Politica (s)velata

Politica (s)velata

È difficile non notare come, da diversi anni, la strategia politica dei partiti conservatori di destra sia sempre la stessa. E visto il successo elettorale che riscuotono, come dargli torto. Non fosse per il fatto che con l’attenuante di salvare i “nostri valori” dalle grinfie dello “straniero” stiano minando le preziose fondamenta liberali della nostra società – creando nuovi conflitti sociali e culturali e limitando i diritti e le libertà fondamentali di tutte e tutti noi.

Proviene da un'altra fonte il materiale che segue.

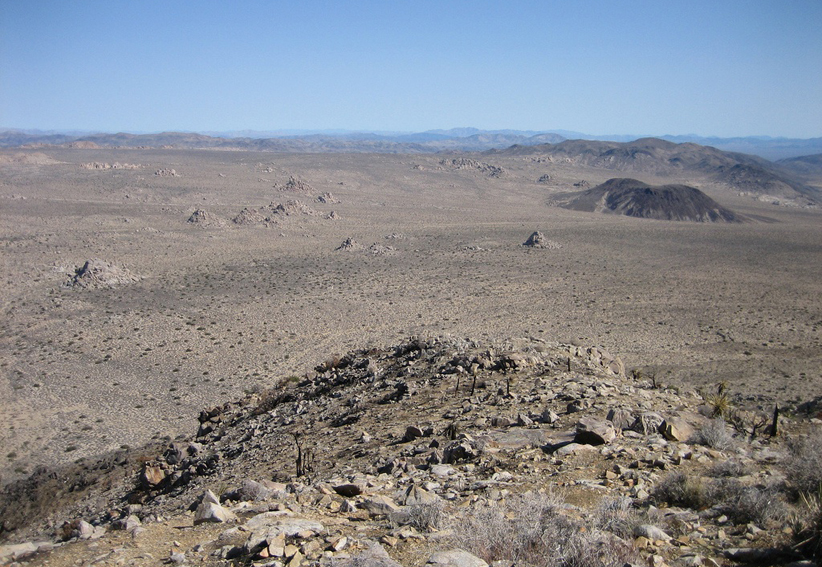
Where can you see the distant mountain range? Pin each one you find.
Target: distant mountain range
(743, 172)
(455, 139)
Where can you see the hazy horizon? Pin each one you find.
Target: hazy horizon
(730, 69)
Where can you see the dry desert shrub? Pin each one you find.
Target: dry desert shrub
(532, 530)
(742, 503)
(714, 434)
(803, 467)
(617, 516)
(728, 469)
(679, 489)
(424, 516)
(807, 526)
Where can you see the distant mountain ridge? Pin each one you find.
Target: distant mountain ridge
(454, 139)
(634, 198)
(743, 172)
(460, 139)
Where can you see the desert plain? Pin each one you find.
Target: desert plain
(220, 308)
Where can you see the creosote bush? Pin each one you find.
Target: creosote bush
(715, 435)
(679, 489)
(740, 502)
(532, 530)
(803, 467)
(425, 517)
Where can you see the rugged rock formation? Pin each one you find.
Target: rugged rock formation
(96, 273)
(634, 198)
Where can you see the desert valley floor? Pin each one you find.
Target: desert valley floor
(222, 308)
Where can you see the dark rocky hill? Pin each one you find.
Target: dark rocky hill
(803, 165)
(665, 202)
(425, 447)
(744, 173)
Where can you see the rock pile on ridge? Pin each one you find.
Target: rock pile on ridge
(538, 240)
(375, 452)
(97, 273)
(273, 213)
(294, 185)
(468, 163)
(205, 219)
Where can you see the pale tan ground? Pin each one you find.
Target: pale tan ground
(224, 310)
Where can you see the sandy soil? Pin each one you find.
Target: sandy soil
(224, 310)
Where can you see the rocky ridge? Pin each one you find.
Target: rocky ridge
(97, 273)
(405, 448)
(634, 198)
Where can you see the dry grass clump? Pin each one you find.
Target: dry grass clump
(803, 467)
(424, 516)
(740, 502)
(679, 489)
(532, 530)
(803, 471)
(714, 434)
(728, 469)
(807, 526)
(617, 516)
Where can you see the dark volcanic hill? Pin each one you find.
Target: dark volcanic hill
(804, 165)
(741, 172)
(664, 202)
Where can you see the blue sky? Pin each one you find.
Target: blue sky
(725, 68)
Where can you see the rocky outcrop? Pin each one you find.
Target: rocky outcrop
(538, 240)
(97, 273)
(634, 198)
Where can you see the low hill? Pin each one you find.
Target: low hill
(803, 165)
(742, 172)
(430, 448)
(634, 198)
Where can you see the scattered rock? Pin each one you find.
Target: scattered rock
(538, 240)
(294, 185)
(210, 510)
(205, 219)
(455, 558)
(328, 198)
(348, 245)
(592, 431)
(96, 273)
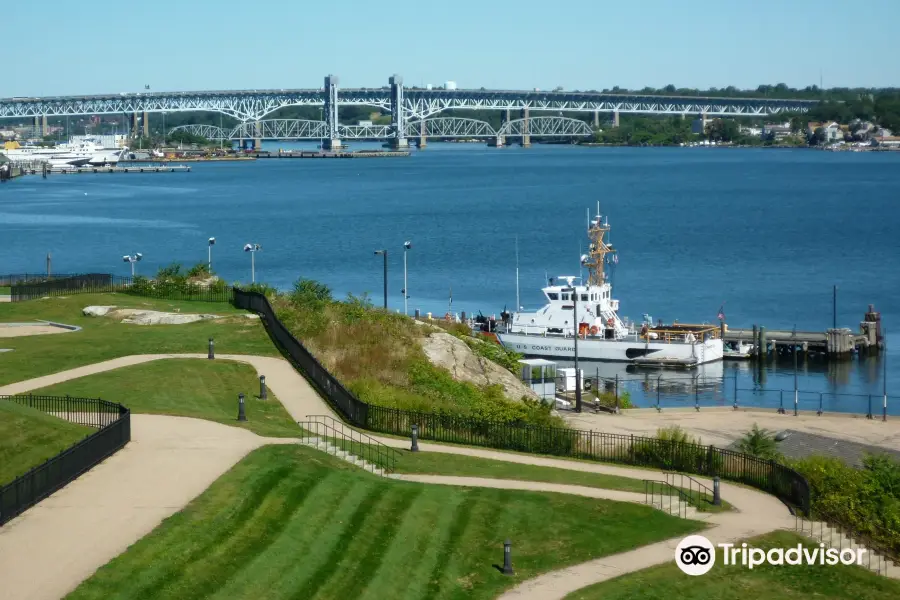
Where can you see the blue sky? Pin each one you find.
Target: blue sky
(579, 44)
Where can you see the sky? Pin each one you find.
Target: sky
(500, 44)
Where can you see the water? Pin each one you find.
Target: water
(766, 232)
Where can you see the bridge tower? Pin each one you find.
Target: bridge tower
(333, 141)
(526, 137)
(398, 122)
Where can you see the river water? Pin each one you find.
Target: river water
(766, 232)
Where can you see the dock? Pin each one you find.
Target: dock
(331, 154)
(834, 341)
(131, 169)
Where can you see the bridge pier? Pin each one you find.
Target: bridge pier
(333, 141)
(526, 137)
(399, 141)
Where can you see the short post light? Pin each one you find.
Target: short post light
(132, 258)
(242, 415)
(507, 558)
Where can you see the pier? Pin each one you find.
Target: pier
(833, 342)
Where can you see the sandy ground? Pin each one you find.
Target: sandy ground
(722, 426)
(23, 330)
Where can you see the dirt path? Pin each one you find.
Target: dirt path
(52, 547)
(172, 460)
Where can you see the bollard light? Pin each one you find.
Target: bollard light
(507, 558)
(242, 415)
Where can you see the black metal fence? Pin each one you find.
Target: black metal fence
(113, 422)
(769, 476)
(99, 283)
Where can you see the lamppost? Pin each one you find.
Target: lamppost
(574, 291)
(136, 257)
(406, 246)
(212, 242)
(384, 253)
(252, 249)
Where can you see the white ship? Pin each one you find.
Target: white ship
(86, 152)
(602, 335)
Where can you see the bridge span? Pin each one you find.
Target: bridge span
(404, 104)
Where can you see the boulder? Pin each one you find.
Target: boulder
(97, 311)
(453, 354)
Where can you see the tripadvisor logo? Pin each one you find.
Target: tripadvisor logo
(696, 555)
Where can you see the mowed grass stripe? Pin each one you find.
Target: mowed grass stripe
(416, 551)
(294, 555)
(364, 555)
(255, 534)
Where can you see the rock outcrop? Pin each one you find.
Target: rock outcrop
(453, 354)
(146, 317)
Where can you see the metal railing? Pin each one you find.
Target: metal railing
(700, 496)
(341, 438)
(114, 432)
(666, 497)
(833, 531)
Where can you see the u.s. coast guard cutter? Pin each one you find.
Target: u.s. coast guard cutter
(603, 336)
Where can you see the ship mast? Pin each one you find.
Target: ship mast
(595, 259)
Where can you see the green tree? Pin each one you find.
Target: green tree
(759, 443)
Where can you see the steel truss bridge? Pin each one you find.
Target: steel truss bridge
(404, 104)
(438, 127)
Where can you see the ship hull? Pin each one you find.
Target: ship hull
(631, 351)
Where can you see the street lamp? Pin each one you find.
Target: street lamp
(574, 291)
(212, 242)
(384, 253)
(252, 249)
(132, 259)
(406, 246)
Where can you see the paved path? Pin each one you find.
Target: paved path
(52, 547)
(172, 460)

Così, come nel 2009 si parlava di minareti, oggi, dopo le diverse discussioni a livello cantonale, si torna a parlare di velo integrale (burqa e niqab) a livello federale. Simboli più unici che rari e generalmente innocui alle nostre latitudini, ma che si prestano bene al collegamento con il terrorismo internazionale e l’oppressione femminile e possono quindi facilmente mobilitare e trarre in inganno il “popolo”, soprattutto se a strumentalizzarli ci sono partiti con molto denaro e senza scrupoli.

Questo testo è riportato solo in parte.